Balance sheet position remain stable with the company ending with cash balance of $66 mn and an undrawn RCF facility of $190 mn with total debt outstanding of $539 mn. This points to a net leverage ratio of ~4.5x which further points to limited flexibility to pursue further transformational acquisitions to drive growth amidst weakening fundamental outlook.
Bleak Outlook
EVCM guided Q4 revenues to be $172 mn at midpoint, up 6% YoY which was below the consensus expectation of $182 mn further pointing to demand deceleration and drag from marketing technology and fitness segment. The company announced a 7% RIF amid demand deterioration which is expected to provide a cushion on the margins. Its revenue growth in 2023 was primarily driven by pricing initiatives which may be challenging going forward and we expect a more modest benefit as a result of negative overlap with the company facing a dual challenge of customer retention and pricing growth. We like the tuck-in acquisition of KickServ (Source: Company presentation), which will add about 1,000 paying customers will continue to aid incremental revenues. However, the company’s acquisitive model which was driving robust incremental growth is not very sustainable given the current environment and its slowing pace of acquisitions (only 1 acquisition since last 18 months compared to 6-7 acquisitions in a year) further points to decelerating growth trends.
Valuation
Seeking Alpha Quant’s Valuation grade assigns a ‘C’ rating primarily as a result of limited margin of safety compared to sector median. On a Fwd P/E basis, the company trades at 22.4x largely in line compared to sector median of 21.8x. On PEG basis the company does look attractive, however, given the weak macro environment and cautious outlook in its core payment solutions business along with continued challenges within marketing technology and fitness vertical, estimates are likely to be revised downwards. In addition, on Price to cash flow basis, the company trades at 23.1x which is at a slight premium compared to 19.5x.
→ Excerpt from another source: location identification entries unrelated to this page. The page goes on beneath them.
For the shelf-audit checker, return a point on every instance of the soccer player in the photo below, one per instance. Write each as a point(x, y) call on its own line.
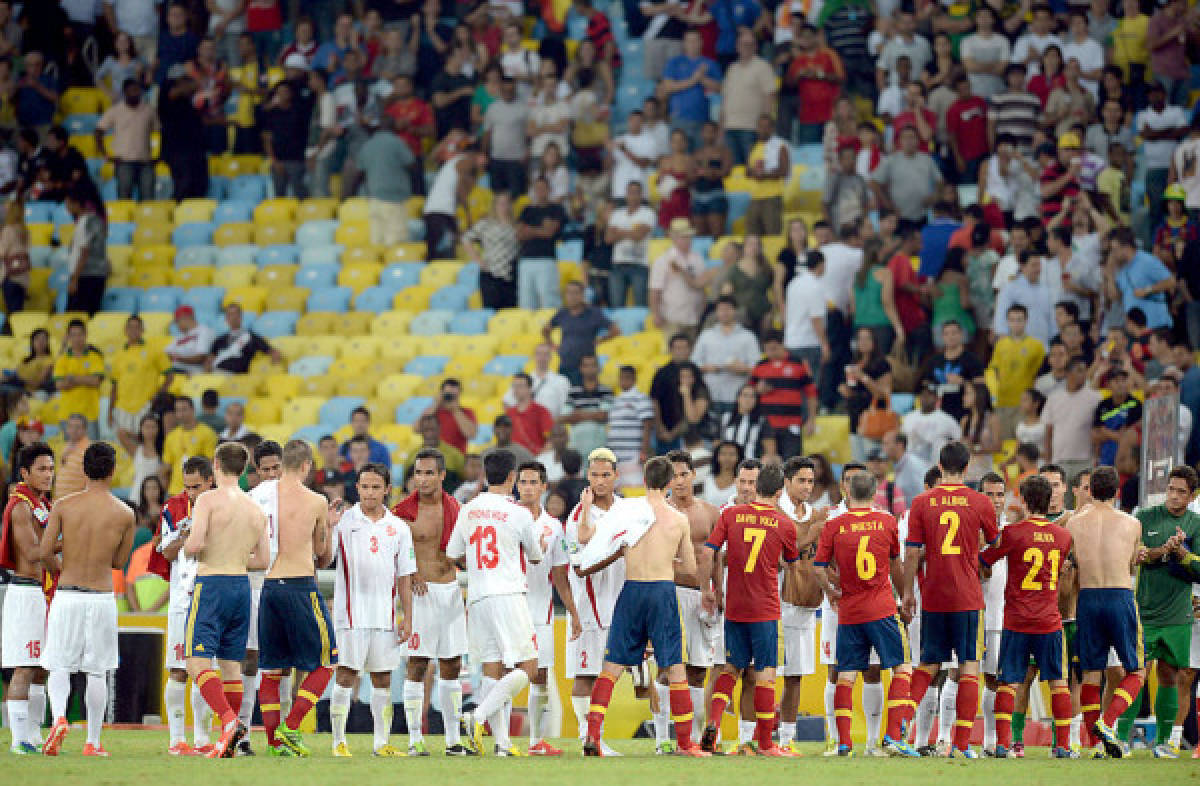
point(544, 579)
point(174, 527)
point(1107, 551)
point(946, 525)
point(376, 564)
point(1035, 550)
point(492, 540)
point(94, 532)
point(294, 629)
point(861, 545)
point(647, 610)
point(439, 617)
point(23, 618)
point(228, 537)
Despite the lukewarm response with shares tumbling by as much as fifth of its value on print, we believe the downside risks remain which could lead to derating of the multiples. We initiate with a Neutral rating and await improvements on its payments business and signs of stability in its marketing technology business.
Risks to Rating
Risks to rating include
1) Macro headwinds may intensify which can significantly affect the SMB customers which are relatively less capitalized and can lead to a further slowdown in technology spends
2) EVCM growth has been driven primarily from acquisitions and its inability to drive efficient acquisitions along with execution challenges can impact growth and margin profile
3) Upside risks include improvement in macro environment, higher than anticipated growth in its payments solution business, recovery in fitness vertical and continued shareholder activity such as share repurchases (which was recently upsized to $50 mn through 2024)
Final Thoughts
EVCM has done well on reporting robust margin expansion in YTD as well as most recent quarter on the back of stringent cost control. However, demand headwinds persists within its marketing technology segment (~20% of total) which has been highly sensitive to economy along with lingering challenges in fitness segment from COVID-19. The payments segment remains the focal point which has also been lauded by the management as a key growth driver, however, also points to decelerating trends. Despite the steep fall on print, we believe there are pronounced downside risks and initiate at Neutral.